It was a rare occasion that found me at Target with my six-year-old a couple of weeks ago. I mean, it wasn’t rare that I was at Target. I’m very basic in that I enjoy lattes, leggings and trips to Target.
What was rare about it was that I didn’t have the baby with me. Typically my trips to the store involve wrangling both my kindergartner and my one-year-old through the aisles.
But on this day it was just the two of us and she was bubbling over with excitement at the prospect of a Mommy-Daughter day. It had started at the local bounce house and was going to end with a new chapter book that she could pick out all on her own.
We were just inside the doors when my daughter looked up at me and asked, “Mommy? Since Bubbie isn’t with us, can I sit in the buggy today?”
(For all of you non-southern folks out there, that translates to: “Since the baby isn’t with us, can I sit in the shopping cart today?”)
(I am mentioning this tidbit on account of how I was in my twenties before I discovered that non-southerners do not, in fact, call shopping carts “buggies.”)
The front seat of the shopping cart is usually occupied by her baby brother, strapped into the patterned seat cover I bought on account of my slight germophobia, which he consistently lifts up to lick the plastic handle underneath. I can’t win for trying.
It’s been a long time since she’s sat in that seat, relegated to walking after her sibling came along, another routine piece of her little life that shifted as we added a new member to the family.
I think she’s been feeling a little out of balance.
I looked down at her hopeful face and I said, “Sure!”
Sure, because why not?
Sure, because I don’t get to indulge her on a whim often these days.
Sure, because one day she won’t fit in this small seat anymore.
I could see her earnestness and knew that she needed this, because sometimes it’s tough to be a big sister when you’re still so little.
And so I pushed the buggy over to the side and lifted her into the seat.

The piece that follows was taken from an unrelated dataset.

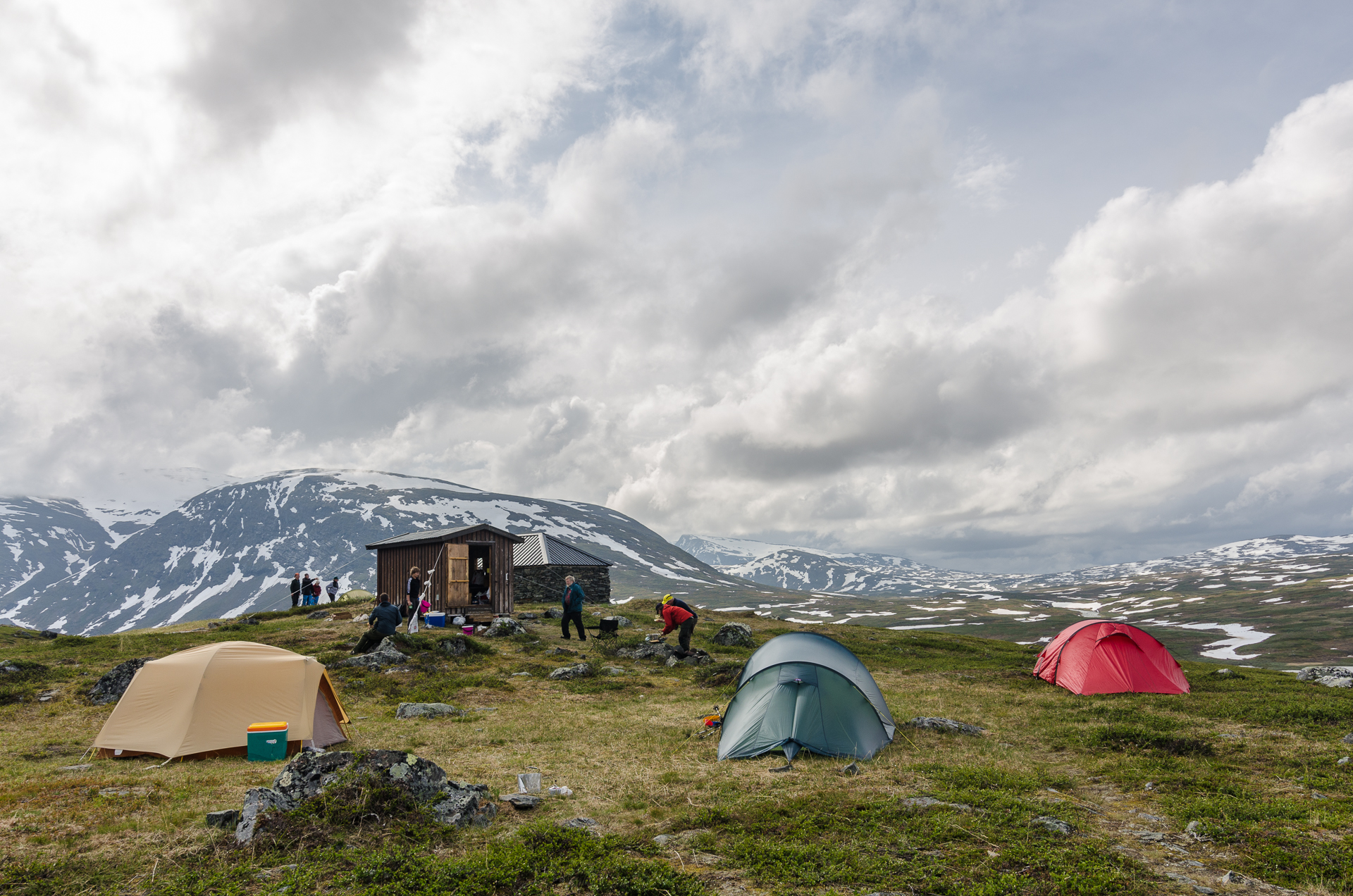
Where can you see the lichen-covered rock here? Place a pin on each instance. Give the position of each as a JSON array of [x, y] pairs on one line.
[[505, 626], [1053, 826], [947, 726], [114, 683], [734, 635], [386, 654], [426, 711], [564, 673], [648, 650], [304, 777]]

I admit that it took a teensy bit longer than I anticipated, mostly because I’ve grown accustomed to plunking my chunky little guy straight on in and her long legs and lack of coordination proved to be a formidable task.
Which is why I turned to apologize when I heard the exaggerated sigh behind me. I thought I had tucked us out of the way but the struggle to convince my lock-legged daughter that bending her knees was required to sit down in the seat inched us forward until about a fourth of my cart was blocking the cart wipes.
(I mean, sure they were accessible from the other side but listen, I get it because I am an avid user of those cart wipes myself. Please see aforementioned germaphobe reference. I love those things.)
“Oops, I’m so sorry, I thought we were out of the way over here,” I said as I strolled us backward.
I assumed that was the end of the benign interaction, until the woman stepped forward, grabbed a wipe and said over her shoulder, “Don’t you think she’s a little too big for that?”
It’s almost humorous now when I think about it, because remember when she was born a mere pound and a half and fit fully in my doctor’s palm? I sure never imagined the day she’d be ‘too big for that.’
But that is what she said, through her disapproving pursed lips, “Don’t you think she’s a little too big for that?”
And because I am very suave and savvy and good at snappy comebacks, what I did was: I stood there and stared at her blankly.
(I am only good at snappy comebacks in my head, hours later when I rehash confrontations alone with myself in the bathroom mirror.)
Scarlette looked hesitantly between us and I realized that she felt unsure, like maybe we had broken some sort of rule. To be honest, I felt sort of the same for a minute, as though we’d been properly chastised.
And then I realized that was absurd.
I thought about how interactions like that used to make me feel insecure, like I should shrink inside myself, mumbling my apologies.
It made me want to be invisible but invisible is not how I want to raise my daughter.
I want her to stand tall, to speak truth in love, to draw strength from a deep well of self-assuredness when she finds herself stared down.
I want her to see that someone else’s poor attitude or misplaced disapproval can’t intrude on our own happiness.
So I smiled kindly at the disgruntled lady and replied, “No. I don’t think so.”
And then I headed towards the chapter books as my daughter happily swung her legs in the front seat of that cart.